Research on STEM Education: Awarding Winning Innovative Physics Education Research and Practice
A 2014 recipient of the prestigious Robert A. Millikan Medal awarded by the American Association of Physics Teachers for her career contributions to the field of physics education, Dr. Eugenia Etkina is a pioneer in the field of physics education. Early in her career, while being a high school physics teacher, she envisioned a new way to teach physics that involved engaging students in the activities that mirror the work of physicists while they are learning physics from the very first day. She had her students observe phenomena and conduct experiments, collect data, and come up with explanations. They designed new experiments to test their explanations and made predictions of their outcomes using the explanations under the tests. If the outcome matched the prediction, they would run more tests, if the outcome did not match, the explanation was rejected. Once they decided that the explanation was not rejected, they would proceed with applications. Dr. Etkina studied what her students learned, how they learned it, and how they changed over time. This work led to the creation of the Investigative Science Learning Environment (ISLE) – a new way to teach physics.
“I really want to change how people see physics and what they think it means to learn it,” said Dr. Etkina. “Teaching physics with ISLE helps students develop reasoning abilities – the abilities to collect and analyze data, pose questions, develop, test, reject models and explanations, and many others including the abilities to communicate and to evaluate. Having solid reasoning abilities is an essential life skill necessary to one’s success.”
For the past 15 years, Dr. Etkina has been mentoring a community of over 150 physics teachers who graduated from her program. The teachers meet together at Rutgers once a month to hone their physics and teaching skills. Alumni from her program are designing curriculum for NASA, have sent experiments to the international space station, and designed online physics games, which have been played by millions across the globe.
Her physics education program has been consistently recognized nationally by the Physics Teacher Education Coalition’s “The 5+ Club”, which recognizes institutions that graduate 5 or more physics teachers in a given year. The great majority of institutions graduate fewer than two physics teachers a year, and the most common number of graduates is zero. Graduating 5 or more physics teachers a year is a significant achievement, helping to address the severe national shortage of high school physics teachers.

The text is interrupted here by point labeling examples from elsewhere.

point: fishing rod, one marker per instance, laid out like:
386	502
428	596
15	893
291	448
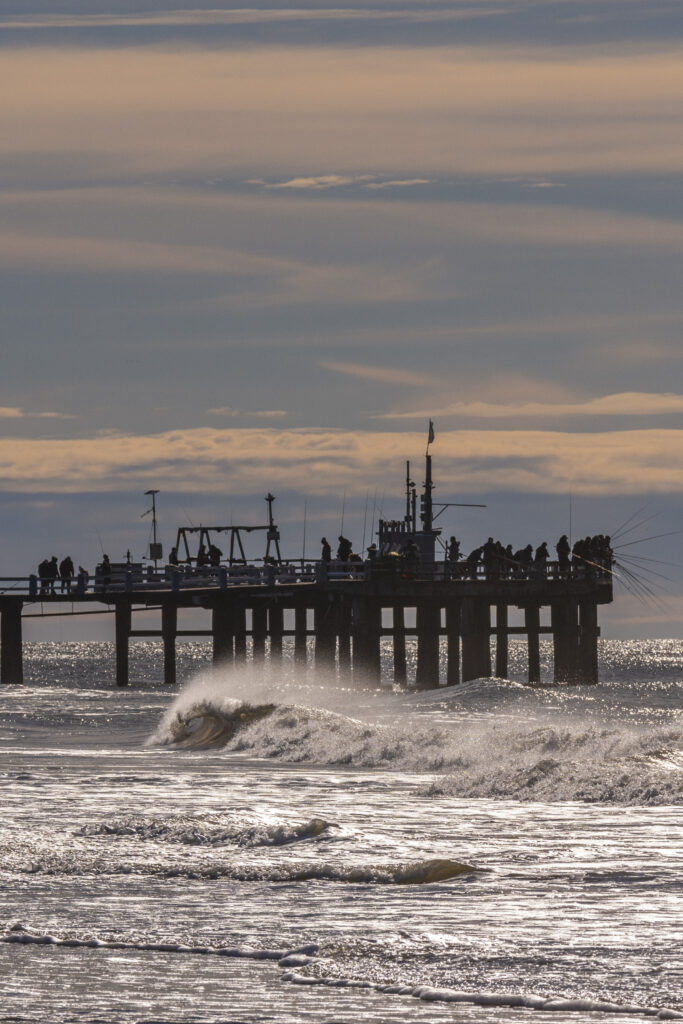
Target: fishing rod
655	537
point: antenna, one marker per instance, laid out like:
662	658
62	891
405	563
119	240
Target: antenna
155	548
303	543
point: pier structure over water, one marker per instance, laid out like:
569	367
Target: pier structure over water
347	608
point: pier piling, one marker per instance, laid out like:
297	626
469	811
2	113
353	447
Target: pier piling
169	626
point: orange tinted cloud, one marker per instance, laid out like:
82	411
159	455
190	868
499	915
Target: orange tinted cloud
624	403
315	112
243	461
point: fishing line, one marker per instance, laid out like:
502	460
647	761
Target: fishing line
655	537
615	532
636	525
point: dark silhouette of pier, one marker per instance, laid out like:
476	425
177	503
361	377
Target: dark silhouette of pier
346	607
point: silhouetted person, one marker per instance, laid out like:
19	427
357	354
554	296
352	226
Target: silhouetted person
563	550
473	560
52	573
344	549
66	573
44	574
453	551
105	570
541	559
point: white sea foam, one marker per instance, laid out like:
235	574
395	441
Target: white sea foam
302	955
530	1001
530	753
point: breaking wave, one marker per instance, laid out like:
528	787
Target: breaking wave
400	873
195	833
293	960
545	756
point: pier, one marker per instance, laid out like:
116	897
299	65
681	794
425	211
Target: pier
348	608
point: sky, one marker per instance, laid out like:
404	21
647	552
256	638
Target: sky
249	250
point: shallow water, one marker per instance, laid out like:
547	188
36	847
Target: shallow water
340	854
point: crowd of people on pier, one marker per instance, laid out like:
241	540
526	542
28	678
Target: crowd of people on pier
51	571
588	557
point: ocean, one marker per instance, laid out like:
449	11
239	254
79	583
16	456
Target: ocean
273	846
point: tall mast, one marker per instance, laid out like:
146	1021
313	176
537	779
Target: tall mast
426	513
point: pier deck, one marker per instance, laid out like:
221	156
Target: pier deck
347	608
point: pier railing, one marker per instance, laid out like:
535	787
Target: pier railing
172	578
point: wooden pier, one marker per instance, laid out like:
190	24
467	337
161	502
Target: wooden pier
347	609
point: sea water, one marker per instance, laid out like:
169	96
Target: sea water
261	845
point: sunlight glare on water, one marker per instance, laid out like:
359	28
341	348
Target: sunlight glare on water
242	844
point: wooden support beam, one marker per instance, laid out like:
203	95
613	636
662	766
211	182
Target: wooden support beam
11	655
565	640
122	630
344	634
475	626
367	620
502	641
325	625
275	628
398	634
588	642
222	624
300	634
240	633
531	622
429	624
169	625
259	631
453	643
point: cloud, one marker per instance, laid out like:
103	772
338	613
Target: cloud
322	462
623	403
383	375
265	414
322	181
398	183
13	413
534	112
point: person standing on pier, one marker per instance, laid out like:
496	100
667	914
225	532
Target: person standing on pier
344	549
541	559
105	570
563	550
66	573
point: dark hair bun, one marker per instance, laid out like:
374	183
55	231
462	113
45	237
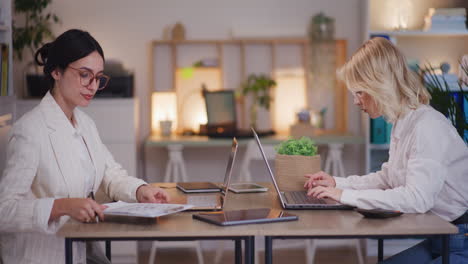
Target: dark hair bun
42	54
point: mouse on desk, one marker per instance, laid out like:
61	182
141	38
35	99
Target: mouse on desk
378	213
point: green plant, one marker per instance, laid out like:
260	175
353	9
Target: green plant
259	87
303	147
321	18
35	28
443	99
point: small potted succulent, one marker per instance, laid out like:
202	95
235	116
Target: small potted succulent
259	87
294	159
30	35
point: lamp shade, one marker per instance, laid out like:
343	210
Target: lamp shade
163	108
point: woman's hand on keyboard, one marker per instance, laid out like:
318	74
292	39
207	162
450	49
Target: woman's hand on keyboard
319	179
321	192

Dr. Etkina’s present work has been around examining the effectiveness of videos of physics experiments in helping students learn physics. “Physics experiments are a regular component of learning physics. However, not all schools have the funding to be able to buy the equipment necessary to conduct experiments,” stated Dr. Etkina. “Thus, we created arrays of videos of different experiments to help recreate the atmosphere for the students as if they are designing the experiments themselves. They can change various parameters in these arrays and decide what data to collect. We have been studying how the students think when they use these videoed experiments as opposed to real ones.”
One of the preliminary findings was that students do not enjoy working with the videos as much as they enjoy actually conducting the experiments themselves. However, they perform about the same on exams regardless of whether they learned through working with videoed experiments, varying the parameters, and analyzing data there or through designing and interpreting the data from real experiments.
“There is a great need for accessibility that the videos help with and there are many advantages as well such as the ability to slow down and view the phenomenon as it is occurring – you can’t do that with live experiments,” said Dr. Etkina. “However, there are disadvantages too. An end result may be that students who learn physics via working with videoed experiment might grow up to like physics less than those who do the real experiments. We are trying to understand when it is useful and when not to use videoed experiments to help students learn physics.”
Dr. Etkina’s vision for her future work is to collaborate with chemistry and biology educators to create curriculum materials in their subjects in the spirit of ISLE. “I want to change the world by changing the way we teach sciences and then study how teachers change once they adopt these new techniques.”
“Rutgers GSE has been an amazing place for me in terms of support for all my ideas and endeavors,” said Dr. Etkina. “The way that I prepare physics high school physics teachers is virtually unheard of and I am infinitely grateful to all the GSE Deans and my department chairs over the years who have supported my vision for an innovative way to teach physics and to prepare physics teachers.”